In 1704 a Prussian chemist named Diesbach had an accident. While attempting to develop a new red pigment Diesbach somehow managed to get animal blood mixed up in his potash supply. History is silent about how exactly this enterprising chemist managed this happy accident but the result turned the world of pigments and color upside down.
The accidental mixture did not produce a new red pigment as one might expect but instead produced a dark red hued blue. Chemists, Dye Makers, Artists, and Designers were all quick to realize that this new pigment not only had a wonderful shade but was also resistant to fading, and cheap to produce. Since the knowledge of the production of Egyptian blue had been lost for centuries those in the color industry relied on lapis lazuli for the production of blue shades. Lapis lazuli was difficult to obtain and would fade after a short period of time.

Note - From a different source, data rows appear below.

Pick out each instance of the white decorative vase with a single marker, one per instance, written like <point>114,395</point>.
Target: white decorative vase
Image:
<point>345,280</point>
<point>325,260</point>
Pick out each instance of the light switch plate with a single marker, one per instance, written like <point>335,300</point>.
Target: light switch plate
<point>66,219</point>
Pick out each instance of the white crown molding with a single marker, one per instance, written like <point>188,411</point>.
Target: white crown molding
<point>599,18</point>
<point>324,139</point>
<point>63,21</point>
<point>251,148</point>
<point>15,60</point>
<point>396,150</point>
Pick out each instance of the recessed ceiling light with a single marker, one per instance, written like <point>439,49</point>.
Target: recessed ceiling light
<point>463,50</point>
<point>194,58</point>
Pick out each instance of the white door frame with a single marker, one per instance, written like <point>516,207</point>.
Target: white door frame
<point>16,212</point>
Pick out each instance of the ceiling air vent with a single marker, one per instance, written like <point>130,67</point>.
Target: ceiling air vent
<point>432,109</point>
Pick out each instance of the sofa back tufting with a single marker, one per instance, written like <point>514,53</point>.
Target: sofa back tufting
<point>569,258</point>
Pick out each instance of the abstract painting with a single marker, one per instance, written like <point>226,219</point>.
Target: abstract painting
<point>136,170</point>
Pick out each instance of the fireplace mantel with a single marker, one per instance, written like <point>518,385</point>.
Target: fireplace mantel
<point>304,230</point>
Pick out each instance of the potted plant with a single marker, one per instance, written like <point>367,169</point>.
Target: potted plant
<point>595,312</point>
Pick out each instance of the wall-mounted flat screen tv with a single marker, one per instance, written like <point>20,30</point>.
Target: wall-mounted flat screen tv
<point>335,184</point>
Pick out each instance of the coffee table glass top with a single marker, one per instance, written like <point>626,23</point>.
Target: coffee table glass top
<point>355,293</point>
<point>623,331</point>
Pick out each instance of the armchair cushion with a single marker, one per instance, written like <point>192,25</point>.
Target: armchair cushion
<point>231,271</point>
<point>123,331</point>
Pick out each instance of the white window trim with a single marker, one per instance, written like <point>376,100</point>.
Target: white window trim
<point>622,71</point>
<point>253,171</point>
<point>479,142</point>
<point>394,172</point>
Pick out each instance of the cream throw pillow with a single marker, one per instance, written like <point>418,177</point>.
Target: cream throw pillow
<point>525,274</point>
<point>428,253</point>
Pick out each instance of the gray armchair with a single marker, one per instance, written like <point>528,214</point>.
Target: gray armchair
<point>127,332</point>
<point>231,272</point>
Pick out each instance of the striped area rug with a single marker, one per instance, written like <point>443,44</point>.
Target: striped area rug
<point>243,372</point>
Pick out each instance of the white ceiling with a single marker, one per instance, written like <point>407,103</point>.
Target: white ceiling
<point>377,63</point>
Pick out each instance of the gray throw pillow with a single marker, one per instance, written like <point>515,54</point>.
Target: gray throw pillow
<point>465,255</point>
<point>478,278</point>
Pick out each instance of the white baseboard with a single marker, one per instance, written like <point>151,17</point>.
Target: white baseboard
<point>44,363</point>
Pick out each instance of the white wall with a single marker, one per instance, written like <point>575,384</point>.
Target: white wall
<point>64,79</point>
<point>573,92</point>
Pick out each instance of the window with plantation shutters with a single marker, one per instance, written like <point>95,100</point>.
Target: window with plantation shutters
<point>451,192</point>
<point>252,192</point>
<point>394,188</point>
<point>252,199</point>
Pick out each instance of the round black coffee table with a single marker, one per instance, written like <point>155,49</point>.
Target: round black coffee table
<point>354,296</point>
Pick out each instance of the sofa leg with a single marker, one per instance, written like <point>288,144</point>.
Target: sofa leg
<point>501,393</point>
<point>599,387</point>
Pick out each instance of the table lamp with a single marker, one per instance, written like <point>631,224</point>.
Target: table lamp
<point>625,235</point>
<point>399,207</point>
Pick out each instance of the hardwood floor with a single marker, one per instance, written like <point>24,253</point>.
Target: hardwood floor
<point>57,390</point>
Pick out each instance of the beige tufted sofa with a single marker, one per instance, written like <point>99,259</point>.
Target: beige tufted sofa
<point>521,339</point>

Sale of the new pigment began in 1709 under the trade name, Prussian Blue, and quickly became a standard. Prussian Blue is ubiquitous in the world around us today and appears in places you might not even expect. If you have ever seen a blueprint, that blue that the print is named after is Prussian Blue. Japanese wood carvers were huge fans of the color and many of the iconic wood carvings of waves are composed almost completely of Prussian Blue. Pablo Picasso used Prussian Blue exclusively during his “blue period”. Despite all these iconic art and design uses of Prussian Blue it is also a vital life saving compound and is used in a pill form to counteract the effects of metal poisoning.